Compression algorithm assigning shorter codes to frequent data — foundation of JPEG, MP3, most image codecs. In workflow: explains why re-encoding compressed formats causes generational loss.
When you work with compressed image formats—and you do that daily—an algorithm developed by David Huffman in 1952 runs in the background. It works on a simple, ingenious principle: frequently occurring values get short bit sequences, rare ones get longer ones. This saves storage without information having to be lost—theoretically, at least.
On set or in post, you're not usually directly interested in this. You hit Export, choose JPEG or H.264, and you're done. But Huffman coding is the core reason why these formats become so small. JPEG uses it after DCT (Discrete Cosine Transform) to compress the transformed coefficients. MP3 does the same with audio. The encoder analyzes your data, counts frequencies, generates an optimal code tree, and then only stores the shortest codes—along with a lookup table so the decoder can decode again.
Where it becomes critical for you: Generational Loss. When you open a JPEG, you decompress it. The Huffman coding is reversed—but the information discarded during DCT quantization is gone. If you save the image again as JPEG, Huffman coding is recalculated. Each recompression exacerbates the quality loss. That's why you archive intermediate footage in lossless formats (ProRes, DNxHD) or uncompressed—Huffman coding doesn't even need to be involved there.
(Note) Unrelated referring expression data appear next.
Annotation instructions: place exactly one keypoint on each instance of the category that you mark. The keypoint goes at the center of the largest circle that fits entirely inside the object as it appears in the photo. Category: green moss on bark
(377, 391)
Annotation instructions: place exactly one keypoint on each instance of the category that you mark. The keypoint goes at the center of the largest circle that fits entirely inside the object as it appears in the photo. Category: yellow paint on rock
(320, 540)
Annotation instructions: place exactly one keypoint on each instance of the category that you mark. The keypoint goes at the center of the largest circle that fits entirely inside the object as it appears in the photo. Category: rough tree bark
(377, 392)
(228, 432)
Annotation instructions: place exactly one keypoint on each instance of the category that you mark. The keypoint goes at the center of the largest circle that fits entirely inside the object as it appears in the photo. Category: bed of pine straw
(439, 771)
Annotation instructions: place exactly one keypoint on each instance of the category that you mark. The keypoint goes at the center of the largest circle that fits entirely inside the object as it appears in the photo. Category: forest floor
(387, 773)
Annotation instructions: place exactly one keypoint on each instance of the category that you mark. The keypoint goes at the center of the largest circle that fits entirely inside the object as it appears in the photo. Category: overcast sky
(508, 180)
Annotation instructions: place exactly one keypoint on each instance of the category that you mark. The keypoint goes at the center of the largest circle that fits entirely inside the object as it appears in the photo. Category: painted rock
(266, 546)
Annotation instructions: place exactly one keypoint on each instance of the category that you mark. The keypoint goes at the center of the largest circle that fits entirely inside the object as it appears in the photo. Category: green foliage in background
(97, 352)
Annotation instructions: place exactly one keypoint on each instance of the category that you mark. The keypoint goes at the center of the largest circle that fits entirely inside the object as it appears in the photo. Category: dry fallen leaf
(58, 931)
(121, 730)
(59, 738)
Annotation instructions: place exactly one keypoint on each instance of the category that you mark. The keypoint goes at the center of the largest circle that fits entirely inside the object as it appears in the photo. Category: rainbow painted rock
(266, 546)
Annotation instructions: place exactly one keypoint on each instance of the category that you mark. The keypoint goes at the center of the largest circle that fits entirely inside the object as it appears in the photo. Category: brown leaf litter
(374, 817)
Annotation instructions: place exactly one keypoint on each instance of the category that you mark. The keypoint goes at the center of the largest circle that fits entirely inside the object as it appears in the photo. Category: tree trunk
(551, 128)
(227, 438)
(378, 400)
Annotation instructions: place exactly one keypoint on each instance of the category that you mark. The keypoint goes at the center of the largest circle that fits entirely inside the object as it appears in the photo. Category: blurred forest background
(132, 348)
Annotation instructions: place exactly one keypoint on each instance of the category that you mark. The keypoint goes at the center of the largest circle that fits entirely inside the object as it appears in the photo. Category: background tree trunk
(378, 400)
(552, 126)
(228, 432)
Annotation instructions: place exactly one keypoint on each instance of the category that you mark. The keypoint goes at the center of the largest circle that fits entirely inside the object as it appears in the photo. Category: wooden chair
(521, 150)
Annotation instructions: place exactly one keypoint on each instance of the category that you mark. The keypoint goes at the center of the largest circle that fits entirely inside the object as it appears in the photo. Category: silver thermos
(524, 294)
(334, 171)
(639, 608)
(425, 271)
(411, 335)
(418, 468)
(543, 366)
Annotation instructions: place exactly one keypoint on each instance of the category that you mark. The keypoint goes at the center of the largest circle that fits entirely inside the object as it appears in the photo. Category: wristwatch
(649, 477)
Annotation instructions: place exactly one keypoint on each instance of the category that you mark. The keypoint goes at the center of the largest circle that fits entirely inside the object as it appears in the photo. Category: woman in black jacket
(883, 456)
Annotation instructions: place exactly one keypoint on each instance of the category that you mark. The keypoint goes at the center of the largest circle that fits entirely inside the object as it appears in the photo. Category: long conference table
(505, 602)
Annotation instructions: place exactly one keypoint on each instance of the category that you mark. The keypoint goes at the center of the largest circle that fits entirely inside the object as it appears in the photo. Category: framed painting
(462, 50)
A practical tip: If you need to store large RAW sequences or high-res proxies, look into lossless codecs. Huffman coding is reversible there but costs more storage. This is relevant in DCP workflows or for archiving policies—your colorist will thank you if they don't have to work with artifact-ridden compressions. In short: Huffman coding is the invisible workhorse that makes your files small, but never works losslessly when quantization is involved.